Fielden looked utterly stricken. Lucy’s heart went out to him, despite herself, and as if to say as much, she let her arms, which had been tightly folded across her chest, drop to her sides.
“Doubtless my dark skin,” she said, her tone decidedly more conciliatory, “misled you. It does many people.”
“Oh yes, many people, Sam, I can assure you of that!” Lizzie was quite overwrought.
Lucy raised her eyebrows in surprise. She stared hard at Lizzie. “Many people?”
Having said more than she’d intended, Lizzie now busily backtracked. “Oh just neighbors, you know … a few of the neighbors.”
Lucy took in a deep breath. “I don’t want to know their names,” she said regally.
“There’s bound to be talk, you know that,” Lizzie said, intending comfort but falling far off the mark. “You and Albert have different skin color … it sets people to wondering, that’s all …”

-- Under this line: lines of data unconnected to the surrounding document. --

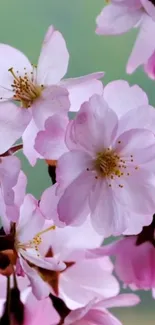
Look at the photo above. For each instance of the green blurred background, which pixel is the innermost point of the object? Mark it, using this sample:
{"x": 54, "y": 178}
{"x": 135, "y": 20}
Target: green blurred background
{"x": 23, "y": 24}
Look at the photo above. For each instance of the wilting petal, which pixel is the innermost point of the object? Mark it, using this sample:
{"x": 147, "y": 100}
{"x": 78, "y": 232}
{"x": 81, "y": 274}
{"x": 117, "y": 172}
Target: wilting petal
{"x": 53, "y": 60}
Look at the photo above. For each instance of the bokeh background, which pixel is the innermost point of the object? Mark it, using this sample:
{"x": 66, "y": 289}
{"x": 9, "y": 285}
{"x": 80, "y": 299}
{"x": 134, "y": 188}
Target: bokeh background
{"x": 23, "y": 24}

“Yes, that is all. I suggest we consider this subject closed. Permanently closed. Why don’t we return to some lighter matter—like dynamiting police headquarters, say.”

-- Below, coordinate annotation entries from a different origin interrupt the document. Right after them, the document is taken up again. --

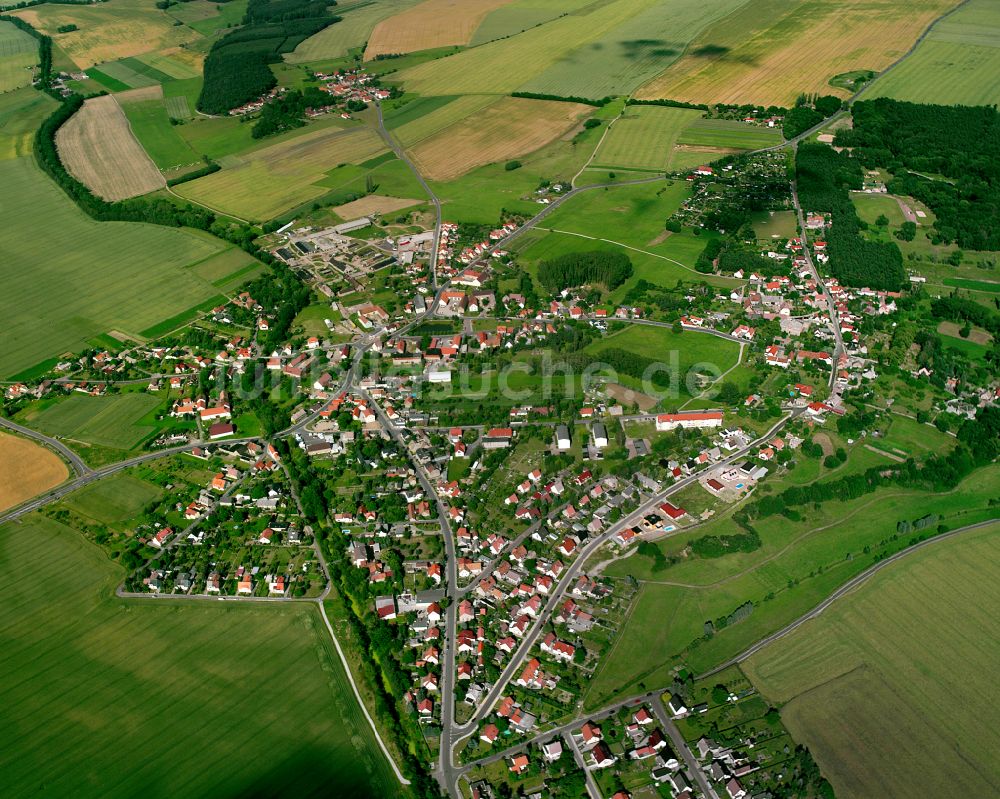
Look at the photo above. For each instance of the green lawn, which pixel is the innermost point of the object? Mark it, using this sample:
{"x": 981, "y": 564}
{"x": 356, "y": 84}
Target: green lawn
{"x": 109, "y": 421}
{"x": 798, "y": 565}
{"x": 142, "y": 697}
{"x": 113, "y": 499}
{"x": 890, "y": 687}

Lucy’s humor was so unexpected that Lizzie burst out laughing. Fielden managed a weak, tentative smile. Within a minute or two he regained enough composure to beg Lucy’s forgiveness for his “stupidity,” and to express the hope that they might yet become good friends. Lucy said she was sure of it.
They had now reached the gate.
I have this day, May 3, 1877, decided to keep a daily journal, or as nearly so as I can manage. With my increased involvement in the new Workingman’s Party, Lucy says I have a responsibility to record what I see and hear. The lives of working people like us don’t often get written down; our stories and struggles don’t get passed on to the next generation, or into the textbooks. The monopolists control history to the same extent they do the economy. Since I aim to keep this record as honest as I can, I need to confess at the start that I also have my vanity; this diary will help to preserve my name for posterity. No man wants to leave without a trace.

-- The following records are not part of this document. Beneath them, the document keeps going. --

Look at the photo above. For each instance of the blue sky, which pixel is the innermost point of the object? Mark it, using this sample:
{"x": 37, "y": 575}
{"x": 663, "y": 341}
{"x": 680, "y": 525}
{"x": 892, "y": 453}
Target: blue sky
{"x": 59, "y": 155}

I’m aware that the passion I’ve begun to feel about what’s going on in this city and country might color the truth of what I set down. Yet I believe my concern allows me to see a side to events that the disinterested might miss. Anyway, I vow to do my best to create an accurate chronicle of events. Alas, I’m not a writer. I don’t have the imagination for it. The best writers can invent whole stories. Perhaps it’s just as well I can’t.